1. Oil prices are a good guide to understand the energy world

The price of oil is the most important variable to identify trends in the energy industry. One can even go so far as to say that oil prices (alone) have determined the course of energy investments over the last 100 years. As the share of renewable energies in the economy has grown, we have seen a gradual decline in the close relationship between oil prices and the economy in general. In general, an increase in oil prices has also meant a decrease in GDP. A larger part of the economy must be spent on energy costs, which does not necessarily contribute to productivity growth, but must be considered an expense.

What we have seen in recent months is the dramatic fall in the price of oil on the energy markets. Oil prices were steadily approaching a rate of $30 per barrel of oil. Now there are estimates on how far the oil price can go down. Although many analysts estimate that the oil price dynamics in the first quarter of next year will lead to a turnaround, there are a number of factors that for various reasons actually point in the opposite direction.
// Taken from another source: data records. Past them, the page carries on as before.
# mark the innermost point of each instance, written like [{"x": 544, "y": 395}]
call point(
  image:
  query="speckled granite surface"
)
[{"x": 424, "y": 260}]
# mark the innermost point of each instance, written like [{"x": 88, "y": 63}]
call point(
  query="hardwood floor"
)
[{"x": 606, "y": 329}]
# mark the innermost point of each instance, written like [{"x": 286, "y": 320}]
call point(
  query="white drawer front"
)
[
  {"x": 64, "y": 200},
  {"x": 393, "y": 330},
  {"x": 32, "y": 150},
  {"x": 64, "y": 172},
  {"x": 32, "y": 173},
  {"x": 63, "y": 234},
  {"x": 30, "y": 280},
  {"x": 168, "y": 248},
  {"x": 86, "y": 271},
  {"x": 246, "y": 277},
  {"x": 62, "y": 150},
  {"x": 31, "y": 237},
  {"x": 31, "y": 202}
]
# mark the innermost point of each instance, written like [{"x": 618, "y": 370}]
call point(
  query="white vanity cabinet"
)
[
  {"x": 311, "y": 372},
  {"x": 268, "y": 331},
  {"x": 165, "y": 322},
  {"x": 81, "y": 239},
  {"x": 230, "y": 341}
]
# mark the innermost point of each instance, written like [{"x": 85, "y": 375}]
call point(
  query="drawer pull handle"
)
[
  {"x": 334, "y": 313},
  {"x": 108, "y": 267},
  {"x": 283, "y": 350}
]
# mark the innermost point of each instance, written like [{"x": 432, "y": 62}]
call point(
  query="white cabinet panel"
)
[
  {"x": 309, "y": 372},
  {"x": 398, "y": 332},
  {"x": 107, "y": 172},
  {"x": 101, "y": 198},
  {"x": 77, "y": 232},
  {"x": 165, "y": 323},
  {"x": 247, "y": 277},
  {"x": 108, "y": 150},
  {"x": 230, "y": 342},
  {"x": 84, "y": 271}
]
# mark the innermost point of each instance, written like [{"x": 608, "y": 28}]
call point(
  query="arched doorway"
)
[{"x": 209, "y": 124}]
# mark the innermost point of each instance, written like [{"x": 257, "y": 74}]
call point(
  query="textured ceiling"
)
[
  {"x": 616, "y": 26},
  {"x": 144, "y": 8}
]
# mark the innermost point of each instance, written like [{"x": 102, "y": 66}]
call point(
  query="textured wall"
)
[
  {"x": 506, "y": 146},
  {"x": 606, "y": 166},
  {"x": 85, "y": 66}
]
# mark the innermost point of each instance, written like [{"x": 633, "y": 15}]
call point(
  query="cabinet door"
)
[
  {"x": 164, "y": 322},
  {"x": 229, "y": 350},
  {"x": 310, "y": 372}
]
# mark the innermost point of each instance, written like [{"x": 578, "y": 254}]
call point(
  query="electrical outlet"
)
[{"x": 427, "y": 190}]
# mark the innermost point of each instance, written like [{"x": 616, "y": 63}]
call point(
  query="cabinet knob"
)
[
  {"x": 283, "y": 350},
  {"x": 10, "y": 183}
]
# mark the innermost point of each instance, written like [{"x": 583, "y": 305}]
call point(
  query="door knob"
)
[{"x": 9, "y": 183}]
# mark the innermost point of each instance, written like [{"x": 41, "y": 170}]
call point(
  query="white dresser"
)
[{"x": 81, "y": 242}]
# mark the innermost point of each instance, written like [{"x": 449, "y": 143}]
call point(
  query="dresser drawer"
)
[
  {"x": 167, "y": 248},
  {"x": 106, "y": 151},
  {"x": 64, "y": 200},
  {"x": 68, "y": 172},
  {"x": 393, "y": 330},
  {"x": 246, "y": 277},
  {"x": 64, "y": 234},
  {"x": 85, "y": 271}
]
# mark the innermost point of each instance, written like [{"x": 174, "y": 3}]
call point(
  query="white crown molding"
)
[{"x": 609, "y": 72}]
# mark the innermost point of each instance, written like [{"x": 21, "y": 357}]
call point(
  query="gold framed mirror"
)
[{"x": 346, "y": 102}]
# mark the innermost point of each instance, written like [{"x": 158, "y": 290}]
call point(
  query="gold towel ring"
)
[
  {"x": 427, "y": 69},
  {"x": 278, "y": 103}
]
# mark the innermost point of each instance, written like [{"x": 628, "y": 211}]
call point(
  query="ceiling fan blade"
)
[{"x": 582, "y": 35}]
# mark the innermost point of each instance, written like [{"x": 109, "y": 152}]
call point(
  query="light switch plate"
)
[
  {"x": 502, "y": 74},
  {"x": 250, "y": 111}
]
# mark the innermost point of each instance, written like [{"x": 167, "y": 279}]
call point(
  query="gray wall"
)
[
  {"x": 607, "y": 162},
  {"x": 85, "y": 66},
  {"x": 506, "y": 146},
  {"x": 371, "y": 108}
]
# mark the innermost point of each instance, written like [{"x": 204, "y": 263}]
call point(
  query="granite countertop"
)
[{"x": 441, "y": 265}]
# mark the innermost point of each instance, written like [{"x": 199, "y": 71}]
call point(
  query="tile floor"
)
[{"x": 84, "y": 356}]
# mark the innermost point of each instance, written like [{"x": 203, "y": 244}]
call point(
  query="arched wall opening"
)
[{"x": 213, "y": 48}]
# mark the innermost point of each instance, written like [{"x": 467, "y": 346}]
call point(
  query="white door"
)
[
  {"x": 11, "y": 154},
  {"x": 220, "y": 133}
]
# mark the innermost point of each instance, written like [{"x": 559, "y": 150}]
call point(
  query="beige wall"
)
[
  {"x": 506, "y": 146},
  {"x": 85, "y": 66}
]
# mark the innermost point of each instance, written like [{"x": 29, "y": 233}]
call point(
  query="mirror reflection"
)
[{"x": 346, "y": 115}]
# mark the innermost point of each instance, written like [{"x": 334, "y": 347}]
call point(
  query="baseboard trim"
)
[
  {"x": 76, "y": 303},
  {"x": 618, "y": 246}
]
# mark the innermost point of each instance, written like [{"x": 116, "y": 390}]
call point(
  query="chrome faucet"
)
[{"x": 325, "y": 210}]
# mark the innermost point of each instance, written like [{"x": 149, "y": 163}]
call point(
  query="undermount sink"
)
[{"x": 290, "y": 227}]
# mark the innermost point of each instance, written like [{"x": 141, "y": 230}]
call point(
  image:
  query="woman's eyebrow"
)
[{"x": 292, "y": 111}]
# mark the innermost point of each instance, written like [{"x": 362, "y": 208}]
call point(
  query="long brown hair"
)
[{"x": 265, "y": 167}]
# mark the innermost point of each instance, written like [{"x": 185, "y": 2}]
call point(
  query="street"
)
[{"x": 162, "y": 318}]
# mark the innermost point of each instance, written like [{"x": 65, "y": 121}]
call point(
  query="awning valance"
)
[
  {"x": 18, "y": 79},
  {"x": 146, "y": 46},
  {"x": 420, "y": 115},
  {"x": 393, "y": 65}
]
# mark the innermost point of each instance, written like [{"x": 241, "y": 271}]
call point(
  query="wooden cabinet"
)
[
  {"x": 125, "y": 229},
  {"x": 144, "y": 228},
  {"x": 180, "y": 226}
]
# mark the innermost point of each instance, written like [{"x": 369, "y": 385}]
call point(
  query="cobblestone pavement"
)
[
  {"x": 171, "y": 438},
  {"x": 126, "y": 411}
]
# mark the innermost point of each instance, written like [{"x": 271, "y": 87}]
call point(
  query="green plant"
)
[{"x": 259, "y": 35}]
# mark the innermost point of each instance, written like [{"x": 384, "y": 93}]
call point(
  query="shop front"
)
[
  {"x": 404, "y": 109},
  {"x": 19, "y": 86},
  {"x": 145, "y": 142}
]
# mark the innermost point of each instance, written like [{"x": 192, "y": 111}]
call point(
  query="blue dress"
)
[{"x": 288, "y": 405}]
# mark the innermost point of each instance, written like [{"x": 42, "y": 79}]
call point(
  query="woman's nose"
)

2. Historical trends in oil markets

The first argument that could be an indication that oil prices will skyrocket is that they have fallen sharply since April 2020 and do not necessarily reflect their long-term value. Even if it is true that we are in a recession, this does not mean that current market prices reflect the long-term trends in oil prices. Long-term trends in the oil markets are difficult to predict. But by historical standards, it is very likely that oil prices in the near future will be in line with the prices we saw after the 2009 financial crisis. 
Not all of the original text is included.